Eli Bareket – Memizrach Shemesh

Eli has been the director of Memizrach Shemesh, (the name means ‘the sun rises in the East’) since 2005. His achievements in this organization have been considerable: teaching and celebrating Mizrahi culture and heritage in the social and geographic periphery; encouraging leadership and social activism; and reclaiming Jewish learning and values-based education for the Mizrahi population.

Prior to this, Eli established the Ma’ayan Hahinuch Hademokrati, an organization which brings a moderate Mizrahi religious education to weaker neighbourhoods.

Although most of his work has focused on reclaiming the Mizrahi voice, Eli also effected huge change and growth in Israel’s Beit Hillel (Hillel House). In his ten year tenure as director he shifted its focus away from foreign students and strategically towards Israeli students.

Eli was born and raised in Bat Yam, attended school at Boyer in Jerusalem, and served as an officer in the IDF’s Golani troops. He lives in Jerusalem and is a father of three.


Gadi Gvaryahu – Tag Meir

Gadi is the chairperson of Tag Meir, an organization that aims to combat racism and race-related crime in Israeli society. Wherever there is racism, and in particular religiously motivated racism, Tag Meir meets with those affected, building bridges between community leaders and increasing tolerance.

Tag Meir enlists support from across the Israeli spectrum, from secular through Reform and Conservative to Orthodox and Ultra-Orthodox.

Gadi is also the founder of Yud Bet B’heshvan, (the name commemorates the Hebrew date of Rabin’s assassination) a religious Zionist foundation that has established schools teaching the values of tolerance and pluralism. He holds a doctorate in animal behaviour.

Remembering Rabin’s Legacy

This year’s Human Rights Awards Dinner coincides with the 20th anniversary of Yitzhak Rabin’s assassination. To commemorate his life’s work we are delighted to be welcoming his son, Yuval Rabin, who will be speaking about his father’s legacy during the course of the evening.

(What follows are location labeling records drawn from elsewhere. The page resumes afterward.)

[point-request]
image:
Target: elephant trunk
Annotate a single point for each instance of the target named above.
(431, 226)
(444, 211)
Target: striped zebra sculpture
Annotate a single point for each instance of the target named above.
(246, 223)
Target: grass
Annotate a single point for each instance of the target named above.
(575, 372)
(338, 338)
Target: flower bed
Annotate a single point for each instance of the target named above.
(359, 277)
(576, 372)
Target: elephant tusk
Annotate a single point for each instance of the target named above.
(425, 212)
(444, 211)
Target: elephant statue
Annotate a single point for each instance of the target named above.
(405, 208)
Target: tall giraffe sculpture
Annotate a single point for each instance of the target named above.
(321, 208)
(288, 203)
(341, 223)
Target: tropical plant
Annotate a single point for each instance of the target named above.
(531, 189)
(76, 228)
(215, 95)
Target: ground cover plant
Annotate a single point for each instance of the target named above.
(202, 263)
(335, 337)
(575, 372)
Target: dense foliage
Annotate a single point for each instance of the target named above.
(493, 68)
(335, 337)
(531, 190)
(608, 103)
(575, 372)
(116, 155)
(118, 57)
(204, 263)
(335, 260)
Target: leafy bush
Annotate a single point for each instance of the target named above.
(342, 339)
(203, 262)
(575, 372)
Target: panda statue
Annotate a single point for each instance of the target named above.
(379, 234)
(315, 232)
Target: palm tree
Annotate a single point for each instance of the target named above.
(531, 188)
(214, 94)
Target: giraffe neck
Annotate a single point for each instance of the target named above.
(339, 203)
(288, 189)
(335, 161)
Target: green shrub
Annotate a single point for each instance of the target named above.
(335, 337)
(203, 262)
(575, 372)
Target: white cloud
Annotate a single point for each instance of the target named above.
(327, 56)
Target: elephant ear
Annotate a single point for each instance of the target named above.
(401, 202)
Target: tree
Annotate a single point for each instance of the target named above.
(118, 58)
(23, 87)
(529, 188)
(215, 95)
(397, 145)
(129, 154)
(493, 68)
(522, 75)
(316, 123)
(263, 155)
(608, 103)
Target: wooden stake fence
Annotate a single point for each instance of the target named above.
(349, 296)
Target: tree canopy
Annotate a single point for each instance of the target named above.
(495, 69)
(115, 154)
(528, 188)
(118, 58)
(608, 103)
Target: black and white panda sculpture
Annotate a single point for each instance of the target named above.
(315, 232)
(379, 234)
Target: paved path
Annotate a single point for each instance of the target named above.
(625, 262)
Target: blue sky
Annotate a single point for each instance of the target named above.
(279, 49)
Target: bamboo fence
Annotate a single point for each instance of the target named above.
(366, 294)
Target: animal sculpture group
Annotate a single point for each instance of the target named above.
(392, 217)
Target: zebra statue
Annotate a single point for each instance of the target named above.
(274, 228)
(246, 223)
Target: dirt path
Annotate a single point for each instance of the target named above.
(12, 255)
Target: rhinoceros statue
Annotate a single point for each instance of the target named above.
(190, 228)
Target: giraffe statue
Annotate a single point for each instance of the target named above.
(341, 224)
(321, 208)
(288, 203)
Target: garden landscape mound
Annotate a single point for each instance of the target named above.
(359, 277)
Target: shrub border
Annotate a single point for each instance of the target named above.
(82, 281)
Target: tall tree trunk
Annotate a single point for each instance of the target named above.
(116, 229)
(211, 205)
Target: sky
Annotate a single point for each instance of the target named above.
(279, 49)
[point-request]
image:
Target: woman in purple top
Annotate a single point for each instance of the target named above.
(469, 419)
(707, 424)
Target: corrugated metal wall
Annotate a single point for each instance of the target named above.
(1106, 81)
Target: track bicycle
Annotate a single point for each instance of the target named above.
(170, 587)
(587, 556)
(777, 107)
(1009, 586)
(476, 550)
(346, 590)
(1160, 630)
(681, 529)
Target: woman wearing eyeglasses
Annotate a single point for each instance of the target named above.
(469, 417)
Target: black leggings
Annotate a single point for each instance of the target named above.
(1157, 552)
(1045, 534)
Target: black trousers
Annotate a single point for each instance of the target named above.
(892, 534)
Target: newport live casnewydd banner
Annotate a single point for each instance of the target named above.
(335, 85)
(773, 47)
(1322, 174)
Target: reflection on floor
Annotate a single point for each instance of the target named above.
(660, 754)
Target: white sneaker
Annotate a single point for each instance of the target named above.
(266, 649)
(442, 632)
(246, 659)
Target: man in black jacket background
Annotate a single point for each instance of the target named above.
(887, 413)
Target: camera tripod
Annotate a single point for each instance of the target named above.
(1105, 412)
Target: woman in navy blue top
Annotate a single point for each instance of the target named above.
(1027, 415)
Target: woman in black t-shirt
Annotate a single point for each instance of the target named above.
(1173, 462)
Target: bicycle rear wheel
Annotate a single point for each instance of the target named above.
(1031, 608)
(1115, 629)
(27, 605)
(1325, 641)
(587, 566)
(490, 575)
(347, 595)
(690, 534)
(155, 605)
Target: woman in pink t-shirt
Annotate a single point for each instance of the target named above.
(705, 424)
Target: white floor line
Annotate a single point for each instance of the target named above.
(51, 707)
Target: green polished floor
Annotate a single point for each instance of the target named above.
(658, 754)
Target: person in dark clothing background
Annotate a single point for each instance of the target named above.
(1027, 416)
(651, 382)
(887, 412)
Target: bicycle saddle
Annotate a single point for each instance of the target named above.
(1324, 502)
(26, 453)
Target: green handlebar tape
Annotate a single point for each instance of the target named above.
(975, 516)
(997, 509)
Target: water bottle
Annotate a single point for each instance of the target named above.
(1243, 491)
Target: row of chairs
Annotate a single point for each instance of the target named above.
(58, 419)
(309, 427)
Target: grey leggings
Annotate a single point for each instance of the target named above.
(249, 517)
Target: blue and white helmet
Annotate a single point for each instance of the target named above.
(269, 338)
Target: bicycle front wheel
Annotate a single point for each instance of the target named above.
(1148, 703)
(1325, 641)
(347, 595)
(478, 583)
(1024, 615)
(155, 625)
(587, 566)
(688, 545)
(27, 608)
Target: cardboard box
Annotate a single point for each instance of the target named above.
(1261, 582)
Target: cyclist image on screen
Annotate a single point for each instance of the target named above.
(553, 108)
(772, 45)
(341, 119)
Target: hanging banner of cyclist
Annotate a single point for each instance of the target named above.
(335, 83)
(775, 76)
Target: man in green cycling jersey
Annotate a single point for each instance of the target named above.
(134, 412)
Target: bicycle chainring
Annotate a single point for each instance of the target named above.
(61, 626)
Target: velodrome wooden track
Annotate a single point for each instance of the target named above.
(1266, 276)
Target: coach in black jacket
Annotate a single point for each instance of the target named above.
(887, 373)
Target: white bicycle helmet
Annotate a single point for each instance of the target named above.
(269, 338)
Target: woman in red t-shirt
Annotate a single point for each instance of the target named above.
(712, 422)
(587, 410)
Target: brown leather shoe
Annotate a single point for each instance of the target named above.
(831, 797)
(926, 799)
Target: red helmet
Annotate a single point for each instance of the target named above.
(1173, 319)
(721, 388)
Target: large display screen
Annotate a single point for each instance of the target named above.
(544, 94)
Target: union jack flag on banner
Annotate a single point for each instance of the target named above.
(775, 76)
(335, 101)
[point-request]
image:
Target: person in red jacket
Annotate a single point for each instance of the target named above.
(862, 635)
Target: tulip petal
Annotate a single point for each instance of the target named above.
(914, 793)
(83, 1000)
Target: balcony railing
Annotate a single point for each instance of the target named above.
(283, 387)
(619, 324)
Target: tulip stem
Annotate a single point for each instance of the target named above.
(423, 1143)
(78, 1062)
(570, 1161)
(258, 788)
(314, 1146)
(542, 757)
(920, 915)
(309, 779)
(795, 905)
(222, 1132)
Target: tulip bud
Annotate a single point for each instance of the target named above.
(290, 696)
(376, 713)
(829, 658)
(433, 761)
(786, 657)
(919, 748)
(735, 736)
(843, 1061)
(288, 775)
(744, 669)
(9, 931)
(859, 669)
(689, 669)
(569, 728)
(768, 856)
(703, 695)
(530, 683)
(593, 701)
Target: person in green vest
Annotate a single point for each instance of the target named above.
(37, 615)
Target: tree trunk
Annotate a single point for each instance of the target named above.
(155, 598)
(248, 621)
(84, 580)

Rabin’s dream was for an Israel where all citizens live side-by-side, in peace, and with dignity. Our winners this year champion this vision of a harmonious and diverse shared society and embody what has been the working mission of the New Israel Fund since its inception.

In the wake of recent events and in light of what President Rivlin referred to as the ‘epidemic’ of racism in Israel, this work could not be more crucial.